I’m in the middle of building out a new product line right now. I have built a group of designs that I’m really proud of, but it has been a real challenge editing and selecting what to include. I’m trying my best to remember the lessons of the Kickstarter campaign I launched twelve years ago where I ended up offering way too many options and designs and got overwhelmed by all the logistics.
Of course, my business is in a very different stage these days and I’m able to handle the production and shipping a lot better, but still, I’m wary of building a line with too much complexity and too many options, so I’m trying to land on a happy medium.


Can you share one of your favorite marketing or sales stories?
One of my favorite and biggest projects over the years was working for an incredible chef and restaurateur in San Francisco. It was a great lesson in saying yes to whatever project comes your way, even if it sounds crazy. I was about four years into running the business, so I was still pretty green. A job request came my way through my website to make a series of large wine bottles for a chef who wanted to use them for a photo shoot for a cookbook he was writing. I thought it sounded simple enough, but when I talked to him, it turned out he wanted me to seal whole chickens inside the bottles with vegetable and red wine as a sculptural representation of the classic French dish, Coq au Vin. I was a bit confused and concerned, but I said yes and did it.
When the job was complete, he told me he was gearing up to open a high end restaurant focused on the intersection of art and food and asked me to make some glassware for it.
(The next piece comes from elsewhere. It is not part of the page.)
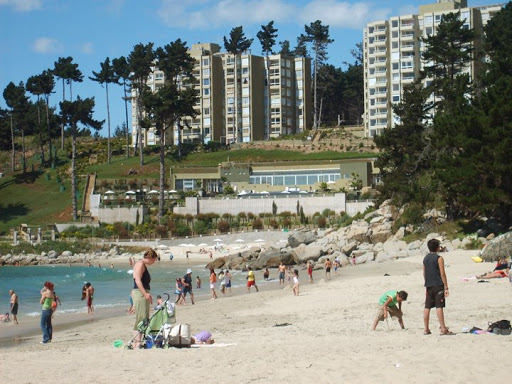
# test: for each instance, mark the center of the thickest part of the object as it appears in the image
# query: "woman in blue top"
(47, 297)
I was thrilled and said yes even though it was a huge order of 400 stemmed wine glasses and I had never had an order anywhere near that size.
It turned into an incredible relationship, and I ended up working with him for many years after that, making thousands of pieces of custom drinkware, food service dishes, almost all of the lighting for the restaurant as well as several custom sculpture installations.


We’d love to hear your thoughts about selling platforms like Amazon/Etsy vs selling on your own site.
I built out an e-commerce platform on my own website. I definitely considered using a third party site at first, but ultimately decided that I wanted to fully control the way my products were listed and sold. It has worked pretty well for me, although my whole website is in need of a refresh, which is part of my upcoming re-launch.
I wanted everything to be on the same site, since I get a lot of my commission work through there, it just felt better to have everything in one place to give my clients a more holistic picture of my business. Like if someone is on my site looking for custom sculpture or lighting, I like that all of my product line is also right there for them to see.